The current finding disproves current clinical advice that suggests trying to diet and quit smoking at the same time will sabotage efforts to ditch the habit. Lead author of the study, Bonnie Spring, claims, “Women who smoke often feel caught between a rock and a hard place, because they’re concerned about their health but also concerned about their appearance. Now they don’t have to choose between the two.”
Previously, it was assumed that a person could only change one health risk behavior at a time. Spring says, “But these findings show that, at least in the case of smoking and eating, you actually get an added benefit when you try to change a couple behaviors at once.”
During the study, researchers examined the results of over 2,200 smokers in 10 studies from 1991 to 2007. They found that women whose treatment addressed both smoking and weight control were 29 percent more likely to quit smoking in the short term (at three months) and 23 percent in the long term (six to 14 months) than those treatments who only addressed smoking.
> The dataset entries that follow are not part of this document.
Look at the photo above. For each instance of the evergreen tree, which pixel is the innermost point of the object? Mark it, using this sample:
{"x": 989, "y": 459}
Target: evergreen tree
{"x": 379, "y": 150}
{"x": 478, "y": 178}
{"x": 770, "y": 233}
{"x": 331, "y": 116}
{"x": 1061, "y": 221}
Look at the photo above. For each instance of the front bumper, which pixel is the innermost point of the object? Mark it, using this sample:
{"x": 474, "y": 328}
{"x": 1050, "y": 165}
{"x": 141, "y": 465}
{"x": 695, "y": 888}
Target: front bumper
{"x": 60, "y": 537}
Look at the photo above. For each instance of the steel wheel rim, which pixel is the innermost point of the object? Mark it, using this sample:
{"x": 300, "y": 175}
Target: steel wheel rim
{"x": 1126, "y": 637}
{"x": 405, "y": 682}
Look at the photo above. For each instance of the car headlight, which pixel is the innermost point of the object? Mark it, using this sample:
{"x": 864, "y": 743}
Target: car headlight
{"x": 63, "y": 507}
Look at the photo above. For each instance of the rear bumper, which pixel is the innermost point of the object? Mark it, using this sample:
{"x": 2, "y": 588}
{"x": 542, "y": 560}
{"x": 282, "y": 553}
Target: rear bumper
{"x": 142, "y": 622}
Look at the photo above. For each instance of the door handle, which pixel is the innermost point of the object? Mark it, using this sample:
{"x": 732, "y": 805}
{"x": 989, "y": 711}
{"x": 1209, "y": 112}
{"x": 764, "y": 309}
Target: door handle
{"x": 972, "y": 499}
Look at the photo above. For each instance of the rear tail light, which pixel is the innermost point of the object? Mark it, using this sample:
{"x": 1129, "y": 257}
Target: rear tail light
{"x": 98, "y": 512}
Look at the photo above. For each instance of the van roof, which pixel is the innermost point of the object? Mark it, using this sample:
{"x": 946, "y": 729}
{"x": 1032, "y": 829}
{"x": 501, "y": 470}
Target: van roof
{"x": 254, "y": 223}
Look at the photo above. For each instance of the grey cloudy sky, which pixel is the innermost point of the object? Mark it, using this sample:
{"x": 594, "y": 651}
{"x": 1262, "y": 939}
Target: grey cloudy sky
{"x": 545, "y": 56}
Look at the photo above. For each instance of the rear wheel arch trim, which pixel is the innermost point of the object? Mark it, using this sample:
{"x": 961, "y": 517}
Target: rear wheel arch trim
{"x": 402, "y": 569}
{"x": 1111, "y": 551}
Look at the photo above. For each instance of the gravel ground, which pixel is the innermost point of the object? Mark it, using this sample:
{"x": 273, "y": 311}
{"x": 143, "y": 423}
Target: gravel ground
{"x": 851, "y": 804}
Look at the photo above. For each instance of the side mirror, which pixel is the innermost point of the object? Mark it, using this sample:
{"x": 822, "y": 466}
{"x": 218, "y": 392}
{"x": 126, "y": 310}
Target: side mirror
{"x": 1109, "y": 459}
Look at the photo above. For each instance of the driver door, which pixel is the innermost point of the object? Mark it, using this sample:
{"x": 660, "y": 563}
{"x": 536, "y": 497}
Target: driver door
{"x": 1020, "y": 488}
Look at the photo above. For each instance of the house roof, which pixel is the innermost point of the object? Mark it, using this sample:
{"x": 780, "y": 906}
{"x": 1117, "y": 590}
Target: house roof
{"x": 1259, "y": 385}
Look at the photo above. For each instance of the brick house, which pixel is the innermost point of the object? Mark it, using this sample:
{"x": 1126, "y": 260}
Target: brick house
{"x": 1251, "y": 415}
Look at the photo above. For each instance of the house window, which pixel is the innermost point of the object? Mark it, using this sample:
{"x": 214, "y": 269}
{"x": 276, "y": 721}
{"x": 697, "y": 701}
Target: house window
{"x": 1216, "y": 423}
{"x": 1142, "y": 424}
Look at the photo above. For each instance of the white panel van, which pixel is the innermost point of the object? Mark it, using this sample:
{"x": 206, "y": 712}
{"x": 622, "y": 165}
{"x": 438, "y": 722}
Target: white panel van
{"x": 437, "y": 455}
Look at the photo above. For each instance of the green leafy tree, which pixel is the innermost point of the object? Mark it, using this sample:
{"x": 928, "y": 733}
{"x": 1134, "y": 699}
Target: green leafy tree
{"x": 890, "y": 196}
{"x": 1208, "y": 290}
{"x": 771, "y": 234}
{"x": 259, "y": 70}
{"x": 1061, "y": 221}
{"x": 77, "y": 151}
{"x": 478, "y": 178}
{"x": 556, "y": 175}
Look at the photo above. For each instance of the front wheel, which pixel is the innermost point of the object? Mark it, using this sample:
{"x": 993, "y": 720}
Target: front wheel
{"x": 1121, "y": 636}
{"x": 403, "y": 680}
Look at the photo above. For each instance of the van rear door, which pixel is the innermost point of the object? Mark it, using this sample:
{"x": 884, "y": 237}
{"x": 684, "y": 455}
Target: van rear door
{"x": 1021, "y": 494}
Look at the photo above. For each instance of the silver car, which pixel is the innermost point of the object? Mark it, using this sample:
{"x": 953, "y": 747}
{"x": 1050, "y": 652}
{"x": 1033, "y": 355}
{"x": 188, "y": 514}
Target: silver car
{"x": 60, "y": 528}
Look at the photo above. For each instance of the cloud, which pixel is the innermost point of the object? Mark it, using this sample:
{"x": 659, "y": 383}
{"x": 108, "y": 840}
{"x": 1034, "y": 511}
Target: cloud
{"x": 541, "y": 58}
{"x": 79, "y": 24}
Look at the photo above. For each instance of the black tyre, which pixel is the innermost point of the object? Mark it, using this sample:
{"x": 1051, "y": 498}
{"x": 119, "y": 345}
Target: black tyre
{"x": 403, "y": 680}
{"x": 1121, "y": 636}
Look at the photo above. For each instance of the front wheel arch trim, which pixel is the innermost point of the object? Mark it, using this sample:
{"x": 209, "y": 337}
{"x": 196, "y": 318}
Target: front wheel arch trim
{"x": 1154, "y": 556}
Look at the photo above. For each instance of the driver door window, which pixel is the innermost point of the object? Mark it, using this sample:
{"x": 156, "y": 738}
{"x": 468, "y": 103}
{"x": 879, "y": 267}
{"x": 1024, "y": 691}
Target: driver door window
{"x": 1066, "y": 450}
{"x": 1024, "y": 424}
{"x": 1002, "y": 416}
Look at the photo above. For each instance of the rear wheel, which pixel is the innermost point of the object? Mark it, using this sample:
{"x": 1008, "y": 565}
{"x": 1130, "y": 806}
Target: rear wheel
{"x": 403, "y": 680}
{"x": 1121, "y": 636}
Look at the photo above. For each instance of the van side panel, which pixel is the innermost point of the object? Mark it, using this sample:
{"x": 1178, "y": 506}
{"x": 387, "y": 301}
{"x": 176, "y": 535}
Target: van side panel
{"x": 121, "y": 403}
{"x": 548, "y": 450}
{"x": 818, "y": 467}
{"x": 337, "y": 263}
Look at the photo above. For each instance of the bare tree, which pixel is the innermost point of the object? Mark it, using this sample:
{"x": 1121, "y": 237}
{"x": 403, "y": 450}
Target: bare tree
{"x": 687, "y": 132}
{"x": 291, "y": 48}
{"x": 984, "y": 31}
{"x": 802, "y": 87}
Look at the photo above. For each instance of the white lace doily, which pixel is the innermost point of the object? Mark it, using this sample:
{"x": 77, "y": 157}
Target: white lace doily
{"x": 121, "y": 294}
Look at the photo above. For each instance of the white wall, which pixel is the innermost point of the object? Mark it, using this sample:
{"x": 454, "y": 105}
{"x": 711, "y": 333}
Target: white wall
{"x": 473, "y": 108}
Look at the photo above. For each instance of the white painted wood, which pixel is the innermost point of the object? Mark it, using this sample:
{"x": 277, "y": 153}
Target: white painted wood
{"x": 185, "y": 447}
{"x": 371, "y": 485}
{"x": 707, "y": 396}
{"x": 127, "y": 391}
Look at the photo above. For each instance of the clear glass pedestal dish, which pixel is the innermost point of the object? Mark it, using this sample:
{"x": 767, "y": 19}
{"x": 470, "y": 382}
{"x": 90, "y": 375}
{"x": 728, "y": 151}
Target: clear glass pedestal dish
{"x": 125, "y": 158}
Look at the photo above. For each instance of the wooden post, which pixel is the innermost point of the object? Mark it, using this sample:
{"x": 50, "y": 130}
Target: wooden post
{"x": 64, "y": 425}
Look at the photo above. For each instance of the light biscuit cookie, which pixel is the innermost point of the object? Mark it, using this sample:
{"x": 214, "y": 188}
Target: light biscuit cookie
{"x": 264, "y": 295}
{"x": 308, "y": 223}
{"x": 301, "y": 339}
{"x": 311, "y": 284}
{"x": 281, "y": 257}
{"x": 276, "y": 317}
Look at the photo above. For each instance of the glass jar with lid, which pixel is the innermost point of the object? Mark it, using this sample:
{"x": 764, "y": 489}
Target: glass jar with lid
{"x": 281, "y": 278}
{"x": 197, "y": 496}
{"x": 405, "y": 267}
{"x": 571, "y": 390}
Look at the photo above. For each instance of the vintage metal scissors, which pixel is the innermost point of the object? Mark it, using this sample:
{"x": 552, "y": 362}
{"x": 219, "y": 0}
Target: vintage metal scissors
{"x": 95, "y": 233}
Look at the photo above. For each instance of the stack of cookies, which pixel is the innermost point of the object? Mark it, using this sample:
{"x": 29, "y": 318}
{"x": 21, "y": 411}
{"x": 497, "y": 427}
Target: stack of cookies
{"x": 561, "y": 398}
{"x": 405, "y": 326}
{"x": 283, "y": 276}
Women who underwent both smoking treatment and weight control also gained less weight than those whose treatment only included smoking. They gained an average of 2.1 pounds less in the short term and 2.5 pounds less in the long term.
Spring hopes that the study results will help change doctors’ attitudes and current clinical guidelines about combining weight control and smoking cessation. She believes that this news may also encourage more women to quit, noting that cigarette smoking kills an estimated 178,000 women a year in the U.S. About 17.4 percent of women in the U.S. smoke.